TUMORIGENICITY INVIVO AND INDUCTION OF MUTAGENESIS AND DNA-REPAIR INVITRO BY ACLACINOMYCIN A AND MARCELLOMYCIN - STRUCTURE-ACTIVITY RELATIONSHIP AND PREDICTIVE VALUE OF SHORT-TERM TESTS

Abstract

The genotoxicity of 2 new anthracycline antitumor antibiotics, aclacinomycin A and marcellomycin, which are potent cytostatic agents similar to adriamycin and daunomycin, was investigated in various assays. In contrast to adriamycin and daunomycin, both agents were devoid of mutagenic activity in the Salmonella-microsome assay as well as in a mammalian cell assay using V79 Chinese hamster cells. In primary rat hepatocytes, aclacinomycin A was active in inducing unscheduled DNA synthesis, whereas marcellomycin was not.
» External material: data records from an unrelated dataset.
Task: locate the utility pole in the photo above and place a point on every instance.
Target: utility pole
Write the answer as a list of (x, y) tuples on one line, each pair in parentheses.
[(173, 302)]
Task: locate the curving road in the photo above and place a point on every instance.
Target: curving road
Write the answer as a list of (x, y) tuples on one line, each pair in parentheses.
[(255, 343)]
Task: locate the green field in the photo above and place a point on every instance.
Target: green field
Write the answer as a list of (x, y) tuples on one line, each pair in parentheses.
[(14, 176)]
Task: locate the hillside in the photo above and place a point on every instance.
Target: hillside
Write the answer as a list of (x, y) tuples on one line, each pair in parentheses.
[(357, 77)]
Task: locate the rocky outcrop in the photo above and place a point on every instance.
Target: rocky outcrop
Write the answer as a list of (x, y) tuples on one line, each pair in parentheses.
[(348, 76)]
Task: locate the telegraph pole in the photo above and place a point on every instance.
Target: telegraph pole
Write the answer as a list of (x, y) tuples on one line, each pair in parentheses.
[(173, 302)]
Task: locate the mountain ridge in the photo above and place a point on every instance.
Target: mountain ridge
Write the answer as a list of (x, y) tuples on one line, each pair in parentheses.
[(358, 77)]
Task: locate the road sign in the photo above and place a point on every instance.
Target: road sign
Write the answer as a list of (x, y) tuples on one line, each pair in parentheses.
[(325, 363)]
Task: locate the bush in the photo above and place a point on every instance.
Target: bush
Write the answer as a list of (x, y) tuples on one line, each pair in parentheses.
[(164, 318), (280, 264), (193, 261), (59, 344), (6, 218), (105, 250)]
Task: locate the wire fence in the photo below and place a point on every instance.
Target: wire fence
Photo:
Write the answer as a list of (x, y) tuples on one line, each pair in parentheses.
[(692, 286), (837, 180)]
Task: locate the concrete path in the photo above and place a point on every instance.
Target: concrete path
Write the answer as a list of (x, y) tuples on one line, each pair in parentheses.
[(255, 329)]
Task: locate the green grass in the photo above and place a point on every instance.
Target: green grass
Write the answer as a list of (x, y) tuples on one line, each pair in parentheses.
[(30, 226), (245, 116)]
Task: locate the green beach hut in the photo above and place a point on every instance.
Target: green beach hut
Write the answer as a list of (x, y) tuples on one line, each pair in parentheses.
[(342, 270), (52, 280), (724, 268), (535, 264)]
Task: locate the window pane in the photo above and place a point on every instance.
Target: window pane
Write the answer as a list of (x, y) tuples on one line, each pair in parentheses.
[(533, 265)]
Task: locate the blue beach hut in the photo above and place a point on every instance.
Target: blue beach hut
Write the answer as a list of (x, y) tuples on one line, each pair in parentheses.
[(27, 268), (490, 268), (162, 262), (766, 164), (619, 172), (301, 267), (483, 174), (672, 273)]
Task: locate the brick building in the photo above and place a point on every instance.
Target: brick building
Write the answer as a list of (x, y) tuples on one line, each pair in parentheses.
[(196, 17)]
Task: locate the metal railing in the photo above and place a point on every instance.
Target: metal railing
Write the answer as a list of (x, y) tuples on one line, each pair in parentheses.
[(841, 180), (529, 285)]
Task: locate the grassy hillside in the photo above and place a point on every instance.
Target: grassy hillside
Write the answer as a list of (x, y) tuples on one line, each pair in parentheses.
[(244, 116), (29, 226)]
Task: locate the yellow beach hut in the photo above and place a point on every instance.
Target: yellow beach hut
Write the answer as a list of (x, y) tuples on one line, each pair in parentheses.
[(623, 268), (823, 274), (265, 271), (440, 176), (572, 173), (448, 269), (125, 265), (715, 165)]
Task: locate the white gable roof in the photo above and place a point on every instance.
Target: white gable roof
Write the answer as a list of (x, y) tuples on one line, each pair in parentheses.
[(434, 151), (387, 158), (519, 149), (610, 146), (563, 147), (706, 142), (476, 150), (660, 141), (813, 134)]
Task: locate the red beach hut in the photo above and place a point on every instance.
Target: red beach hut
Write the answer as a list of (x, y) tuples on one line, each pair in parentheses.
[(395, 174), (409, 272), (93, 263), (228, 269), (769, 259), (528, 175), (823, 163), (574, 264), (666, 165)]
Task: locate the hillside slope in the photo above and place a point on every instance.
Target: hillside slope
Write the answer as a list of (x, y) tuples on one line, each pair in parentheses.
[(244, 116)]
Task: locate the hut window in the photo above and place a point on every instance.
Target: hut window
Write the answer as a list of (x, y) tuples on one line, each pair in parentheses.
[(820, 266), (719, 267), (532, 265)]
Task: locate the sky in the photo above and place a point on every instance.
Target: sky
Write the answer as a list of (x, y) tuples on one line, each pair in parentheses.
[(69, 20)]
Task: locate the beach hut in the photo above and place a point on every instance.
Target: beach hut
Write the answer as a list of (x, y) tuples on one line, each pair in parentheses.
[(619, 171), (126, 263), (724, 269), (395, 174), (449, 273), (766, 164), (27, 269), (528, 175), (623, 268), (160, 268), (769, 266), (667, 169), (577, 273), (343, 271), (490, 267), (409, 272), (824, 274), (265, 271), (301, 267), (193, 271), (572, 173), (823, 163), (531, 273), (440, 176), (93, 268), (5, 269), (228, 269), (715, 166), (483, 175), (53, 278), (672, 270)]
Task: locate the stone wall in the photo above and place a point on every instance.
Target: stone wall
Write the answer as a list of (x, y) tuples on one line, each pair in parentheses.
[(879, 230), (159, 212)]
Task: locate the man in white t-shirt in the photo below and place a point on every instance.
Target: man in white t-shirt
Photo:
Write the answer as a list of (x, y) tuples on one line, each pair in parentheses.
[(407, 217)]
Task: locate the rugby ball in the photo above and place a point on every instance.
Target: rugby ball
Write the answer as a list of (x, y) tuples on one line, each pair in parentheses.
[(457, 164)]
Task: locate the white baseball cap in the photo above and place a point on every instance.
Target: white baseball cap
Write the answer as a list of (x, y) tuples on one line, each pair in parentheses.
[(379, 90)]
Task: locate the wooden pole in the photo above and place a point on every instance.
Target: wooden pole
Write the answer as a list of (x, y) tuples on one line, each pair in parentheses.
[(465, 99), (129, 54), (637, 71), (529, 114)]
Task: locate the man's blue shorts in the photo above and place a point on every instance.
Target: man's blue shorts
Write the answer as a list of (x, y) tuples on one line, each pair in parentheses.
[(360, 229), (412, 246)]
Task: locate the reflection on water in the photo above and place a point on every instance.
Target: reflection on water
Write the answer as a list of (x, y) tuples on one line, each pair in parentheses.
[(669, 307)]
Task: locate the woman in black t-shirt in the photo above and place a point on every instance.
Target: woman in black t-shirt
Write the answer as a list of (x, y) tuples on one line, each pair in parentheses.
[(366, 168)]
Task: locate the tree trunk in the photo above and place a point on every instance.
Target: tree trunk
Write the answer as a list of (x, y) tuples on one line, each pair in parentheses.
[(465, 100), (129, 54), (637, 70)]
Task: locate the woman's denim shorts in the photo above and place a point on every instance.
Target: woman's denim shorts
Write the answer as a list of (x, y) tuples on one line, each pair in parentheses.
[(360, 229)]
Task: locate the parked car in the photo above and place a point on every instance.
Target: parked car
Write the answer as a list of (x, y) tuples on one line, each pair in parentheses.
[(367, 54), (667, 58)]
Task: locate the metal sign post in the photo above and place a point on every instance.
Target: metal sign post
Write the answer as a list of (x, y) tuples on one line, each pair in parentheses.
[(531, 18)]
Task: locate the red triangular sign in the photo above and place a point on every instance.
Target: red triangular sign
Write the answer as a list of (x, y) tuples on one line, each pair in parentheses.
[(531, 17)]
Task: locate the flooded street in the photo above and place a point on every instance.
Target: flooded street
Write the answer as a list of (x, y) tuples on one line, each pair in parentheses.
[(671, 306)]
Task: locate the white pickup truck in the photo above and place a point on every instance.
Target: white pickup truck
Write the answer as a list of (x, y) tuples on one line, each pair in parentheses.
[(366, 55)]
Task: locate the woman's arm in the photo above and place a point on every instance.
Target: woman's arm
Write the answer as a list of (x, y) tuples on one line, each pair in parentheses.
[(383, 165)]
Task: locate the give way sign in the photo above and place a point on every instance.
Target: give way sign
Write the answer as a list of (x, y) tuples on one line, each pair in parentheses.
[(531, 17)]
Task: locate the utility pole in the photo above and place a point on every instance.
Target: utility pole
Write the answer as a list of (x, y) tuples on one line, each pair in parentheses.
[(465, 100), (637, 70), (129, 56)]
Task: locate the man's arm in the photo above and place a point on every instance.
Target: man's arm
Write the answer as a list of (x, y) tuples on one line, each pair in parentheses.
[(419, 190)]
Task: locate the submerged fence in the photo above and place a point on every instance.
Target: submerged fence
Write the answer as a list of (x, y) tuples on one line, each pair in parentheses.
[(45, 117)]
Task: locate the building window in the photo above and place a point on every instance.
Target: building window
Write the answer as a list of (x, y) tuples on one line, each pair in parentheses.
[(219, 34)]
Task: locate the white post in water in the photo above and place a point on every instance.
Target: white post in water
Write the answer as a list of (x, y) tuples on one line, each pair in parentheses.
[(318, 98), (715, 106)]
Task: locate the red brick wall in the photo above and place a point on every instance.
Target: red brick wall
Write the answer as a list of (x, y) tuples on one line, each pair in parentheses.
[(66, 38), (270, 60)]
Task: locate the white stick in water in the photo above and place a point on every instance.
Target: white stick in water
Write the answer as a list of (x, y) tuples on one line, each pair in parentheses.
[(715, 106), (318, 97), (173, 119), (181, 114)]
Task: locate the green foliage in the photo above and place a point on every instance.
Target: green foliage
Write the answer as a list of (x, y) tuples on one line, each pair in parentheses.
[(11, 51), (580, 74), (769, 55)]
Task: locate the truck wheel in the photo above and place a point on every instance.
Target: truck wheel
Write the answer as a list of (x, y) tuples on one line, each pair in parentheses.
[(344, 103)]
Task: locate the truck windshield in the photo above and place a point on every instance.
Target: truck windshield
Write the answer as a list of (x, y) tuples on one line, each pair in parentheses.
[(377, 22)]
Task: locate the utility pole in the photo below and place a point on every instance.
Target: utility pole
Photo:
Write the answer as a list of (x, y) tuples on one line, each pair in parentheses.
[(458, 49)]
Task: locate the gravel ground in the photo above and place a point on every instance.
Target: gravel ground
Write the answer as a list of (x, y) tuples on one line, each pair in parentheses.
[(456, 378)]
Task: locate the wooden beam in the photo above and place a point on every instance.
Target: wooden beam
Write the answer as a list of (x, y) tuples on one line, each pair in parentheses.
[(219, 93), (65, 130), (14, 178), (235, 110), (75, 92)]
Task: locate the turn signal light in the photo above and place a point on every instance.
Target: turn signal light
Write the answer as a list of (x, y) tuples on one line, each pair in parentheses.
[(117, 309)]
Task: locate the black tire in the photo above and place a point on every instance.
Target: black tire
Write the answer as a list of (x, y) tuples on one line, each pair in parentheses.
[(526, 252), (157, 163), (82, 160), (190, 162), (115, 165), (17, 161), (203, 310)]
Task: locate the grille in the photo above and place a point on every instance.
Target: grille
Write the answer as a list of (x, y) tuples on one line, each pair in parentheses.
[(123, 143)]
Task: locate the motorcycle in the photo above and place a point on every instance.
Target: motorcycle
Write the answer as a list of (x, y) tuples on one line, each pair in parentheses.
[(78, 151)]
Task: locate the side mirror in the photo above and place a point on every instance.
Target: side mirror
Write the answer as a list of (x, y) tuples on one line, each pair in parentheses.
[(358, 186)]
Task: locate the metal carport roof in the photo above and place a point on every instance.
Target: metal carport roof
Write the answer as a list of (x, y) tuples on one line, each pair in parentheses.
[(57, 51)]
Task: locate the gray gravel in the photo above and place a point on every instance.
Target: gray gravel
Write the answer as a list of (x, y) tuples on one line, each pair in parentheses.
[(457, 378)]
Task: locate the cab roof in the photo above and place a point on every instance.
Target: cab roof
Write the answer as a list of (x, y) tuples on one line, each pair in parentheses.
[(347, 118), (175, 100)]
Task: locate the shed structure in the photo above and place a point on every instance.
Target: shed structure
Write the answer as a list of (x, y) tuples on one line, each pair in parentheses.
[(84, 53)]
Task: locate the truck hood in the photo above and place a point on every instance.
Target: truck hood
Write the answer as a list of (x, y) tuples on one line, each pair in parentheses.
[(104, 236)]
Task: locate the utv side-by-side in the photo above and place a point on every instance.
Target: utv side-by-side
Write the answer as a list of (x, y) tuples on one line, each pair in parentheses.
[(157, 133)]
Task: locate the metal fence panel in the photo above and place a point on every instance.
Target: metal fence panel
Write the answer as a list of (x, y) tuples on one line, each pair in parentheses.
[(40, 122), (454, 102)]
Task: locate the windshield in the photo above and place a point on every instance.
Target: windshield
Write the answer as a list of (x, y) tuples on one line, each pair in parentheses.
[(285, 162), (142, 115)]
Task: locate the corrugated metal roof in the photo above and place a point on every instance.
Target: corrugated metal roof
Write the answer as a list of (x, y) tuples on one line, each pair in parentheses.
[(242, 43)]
After single i.v. doses of the 10% lethal dose, marcellomycin (15 mg/kg) did induce mammary tumors in female Sprague-Dawley rats, whereas aclacinomycin A (15 mg/kg) proved to be nontumorigenic. In conjuction with previous data, these results indicate that: cytostatic and genotoxic properties of anthracyclines can be clearly separated; alkylation of the primary amino group of their sugar moieties can abolish or greatly reduce mutagenic activity; and poor correlations in some instances must be anticipated between in vivo tumorigenicity and activity in in vitro short-term tests as well as among different short-term tests.